Nigerian women shut out of landownership find a path forward

Early one morning at the Longvel market, a small crowd gathers around a motorized tricycle stacked high with sacks of peppers. Two boys hired from the market begin lowering the sacks, with each thud sending dust into the air. The seven women who brought the peppers stand watching nearby.

A man clutching a roll of cash approaches, but one of the women shakes her head. The man walks off disappointed. The women do not call him back.

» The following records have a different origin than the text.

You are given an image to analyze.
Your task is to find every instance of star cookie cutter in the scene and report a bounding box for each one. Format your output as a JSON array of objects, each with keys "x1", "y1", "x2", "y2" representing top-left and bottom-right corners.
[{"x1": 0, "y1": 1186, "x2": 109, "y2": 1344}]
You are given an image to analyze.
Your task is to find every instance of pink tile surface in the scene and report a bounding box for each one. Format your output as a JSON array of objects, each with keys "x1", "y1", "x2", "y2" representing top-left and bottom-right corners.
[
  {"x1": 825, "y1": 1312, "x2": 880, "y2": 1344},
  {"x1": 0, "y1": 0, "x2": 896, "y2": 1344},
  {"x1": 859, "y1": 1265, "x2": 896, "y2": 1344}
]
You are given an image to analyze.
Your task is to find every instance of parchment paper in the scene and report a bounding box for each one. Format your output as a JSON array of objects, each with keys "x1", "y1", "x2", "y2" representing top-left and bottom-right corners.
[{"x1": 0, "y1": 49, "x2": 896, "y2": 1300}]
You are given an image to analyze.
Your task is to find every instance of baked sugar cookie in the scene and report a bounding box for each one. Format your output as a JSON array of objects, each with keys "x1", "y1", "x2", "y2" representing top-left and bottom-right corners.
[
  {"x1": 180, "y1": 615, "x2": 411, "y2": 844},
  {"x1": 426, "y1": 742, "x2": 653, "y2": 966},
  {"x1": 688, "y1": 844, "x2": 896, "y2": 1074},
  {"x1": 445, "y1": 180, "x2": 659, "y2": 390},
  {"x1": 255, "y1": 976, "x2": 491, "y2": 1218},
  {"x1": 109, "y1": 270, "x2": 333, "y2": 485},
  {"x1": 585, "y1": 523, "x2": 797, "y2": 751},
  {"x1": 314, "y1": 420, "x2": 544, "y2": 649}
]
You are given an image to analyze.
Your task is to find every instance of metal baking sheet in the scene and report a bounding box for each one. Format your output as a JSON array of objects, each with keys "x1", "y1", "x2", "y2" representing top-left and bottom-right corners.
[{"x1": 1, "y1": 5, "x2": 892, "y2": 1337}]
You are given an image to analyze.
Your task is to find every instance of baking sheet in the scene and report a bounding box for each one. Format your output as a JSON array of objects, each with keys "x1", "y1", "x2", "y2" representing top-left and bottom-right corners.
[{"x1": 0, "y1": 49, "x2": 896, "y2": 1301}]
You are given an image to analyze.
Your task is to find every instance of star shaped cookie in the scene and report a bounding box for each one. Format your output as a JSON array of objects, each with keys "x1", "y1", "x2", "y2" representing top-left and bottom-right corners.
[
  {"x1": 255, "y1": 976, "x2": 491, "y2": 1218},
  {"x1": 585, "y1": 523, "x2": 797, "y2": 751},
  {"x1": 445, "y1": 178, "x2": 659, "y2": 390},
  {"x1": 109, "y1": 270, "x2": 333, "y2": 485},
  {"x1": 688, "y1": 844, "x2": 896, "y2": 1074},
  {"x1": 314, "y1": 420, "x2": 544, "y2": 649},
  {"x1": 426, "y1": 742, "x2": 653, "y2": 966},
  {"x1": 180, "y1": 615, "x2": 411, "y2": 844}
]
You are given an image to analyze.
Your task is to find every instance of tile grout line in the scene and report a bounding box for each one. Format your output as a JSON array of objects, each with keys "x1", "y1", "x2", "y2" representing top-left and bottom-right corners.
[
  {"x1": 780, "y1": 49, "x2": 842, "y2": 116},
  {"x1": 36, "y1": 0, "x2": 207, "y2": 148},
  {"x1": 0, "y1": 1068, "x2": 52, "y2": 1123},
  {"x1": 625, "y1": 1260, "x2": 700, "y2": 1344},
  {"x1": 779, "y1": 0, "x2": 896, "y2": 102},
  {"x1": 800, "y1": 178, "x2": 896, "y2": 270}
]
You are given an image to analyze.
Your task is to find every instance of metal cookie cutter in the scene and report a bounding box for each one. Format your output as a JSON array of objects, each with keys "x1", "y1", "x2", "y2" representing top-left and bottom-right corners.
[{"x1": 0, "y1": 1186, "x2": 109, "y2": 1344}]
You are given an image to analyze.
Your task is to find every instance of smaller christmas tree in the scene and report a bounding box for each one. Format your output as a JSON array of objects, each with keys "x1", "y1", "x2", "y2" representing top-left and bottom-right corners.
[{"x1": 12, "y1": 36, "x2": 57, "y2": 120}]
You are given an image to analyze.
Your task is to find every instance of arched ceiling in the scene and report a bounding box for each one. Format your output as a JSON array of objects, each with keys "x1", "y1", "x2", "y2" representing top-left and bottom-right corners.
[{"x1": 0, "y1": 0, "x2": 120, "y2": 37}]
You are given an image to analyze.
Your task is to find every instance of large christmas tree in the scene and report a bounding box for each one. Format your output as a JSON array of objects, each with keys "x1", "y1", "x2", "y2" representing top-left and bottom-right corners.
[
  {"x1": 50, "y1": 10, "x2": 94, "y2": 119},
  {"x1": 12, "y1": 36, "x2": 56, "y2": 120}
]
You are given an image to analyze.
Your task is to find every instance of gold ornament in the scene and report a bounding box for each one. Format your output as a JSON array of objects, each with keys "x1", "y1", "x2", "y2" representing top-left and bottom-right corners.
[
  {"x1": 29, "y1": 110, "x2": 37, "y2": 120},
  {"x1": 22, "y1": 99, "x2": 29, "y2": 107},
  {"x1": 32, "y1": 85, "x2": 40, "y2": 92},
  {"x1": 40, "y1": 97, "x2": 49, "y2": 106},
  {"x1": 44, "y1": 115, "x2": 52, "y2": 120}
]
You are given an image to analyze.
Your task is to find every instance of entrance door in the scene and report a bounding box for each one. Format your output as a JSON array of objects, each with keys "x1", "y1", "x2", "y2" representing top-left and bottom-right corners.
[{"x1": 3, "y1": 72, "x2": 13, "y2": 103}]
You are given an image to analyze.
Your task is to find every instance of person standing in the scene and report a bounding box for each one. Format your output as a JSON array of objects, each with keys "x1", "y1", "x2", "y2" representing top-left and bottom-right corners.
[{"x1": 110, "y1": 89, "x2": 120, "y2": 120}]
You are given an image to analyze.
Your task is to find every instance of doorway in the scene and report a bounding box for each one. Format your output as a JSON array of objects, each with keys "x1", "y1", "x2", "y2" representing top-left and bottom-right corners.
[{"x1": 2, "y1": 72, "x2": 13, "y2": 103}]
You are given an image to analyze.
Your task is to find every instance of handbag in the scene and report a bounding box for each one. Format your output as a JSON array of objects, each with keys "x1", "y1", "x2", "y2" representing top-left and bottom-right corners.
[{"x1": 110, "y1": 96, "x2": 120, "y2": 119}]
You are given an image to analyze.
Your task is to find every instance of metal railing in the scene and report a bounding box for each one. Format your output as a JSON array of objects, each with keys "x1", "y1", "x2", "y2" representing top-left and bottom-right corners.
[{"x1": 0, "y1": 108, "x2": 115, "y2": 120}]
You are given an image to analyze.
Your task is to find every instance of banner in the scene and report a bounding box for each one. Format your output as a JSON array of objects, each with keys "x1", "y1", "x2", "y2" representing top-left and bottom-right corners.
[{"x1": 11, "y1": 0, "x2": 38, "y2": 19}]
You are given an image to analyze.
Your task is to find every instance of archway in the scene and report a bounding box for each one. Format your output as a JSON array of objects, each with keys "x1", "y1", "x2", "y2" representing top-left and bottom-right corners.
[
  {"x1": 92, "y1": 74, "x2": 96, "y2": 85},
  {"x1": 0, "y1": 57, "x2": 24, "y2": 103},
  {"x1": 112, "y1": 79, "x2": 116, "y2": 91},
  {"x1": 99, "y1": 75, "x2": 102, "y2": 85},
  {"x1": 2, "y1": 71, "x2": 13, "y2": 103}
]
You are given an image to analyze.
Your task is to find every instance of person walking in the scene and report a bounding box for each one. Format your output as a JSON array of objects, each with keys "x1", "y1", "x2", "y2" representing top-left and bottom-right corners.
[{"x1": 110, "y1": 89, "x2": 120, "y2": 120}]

“The first thing is to observe,” says Ngwan Ruda, her eyes scanning the surrounding market stalls. “If you sell too early, you risk selling at a loss.”

Why We Wrote This

Across rural Nigeria, women cultivate most of the smaller land plots but rarely own them. The Hoomsen Women Farmers Shepwan Cooperative Society is quietly changing that – and creating a blueprint for expanding women’s land access in the country.

The sacks of peppers, and the price the women will demand for them, are proof of control. Across rural Nigeria, women cultivate most of the smaller land plots but rarely own them. The Hoomsen Women Farmers Shepwan Cooperative Society, led by Mrs. Ruda, is quietly changing that – and creating a blueprint for expanding women’s land access in the country.

“Sisters looking after sisters”

The story of this group did not start at this market in Shendam in central Nigeria, but in the village of Shepwan in 1992, when Goftar Rifkatu lost her husband. In Shepwan, as in much of Nigeria, land passes through male lineage despite the country’s constitution and the 1978 Land Use Act guaranteeing equal land rights. A widow’s continued access to farmland often depends on her willingness to remain within her late husband’s family. 

In Mrs. Rifkatu’s case, she was expected to marry her husband’s brother, but she refused. Soon after, the farm she and her husband had cultivated for years – land that fed her children and paid their school tuition – was taken from her. “My rights to the land died with him,” she recalls.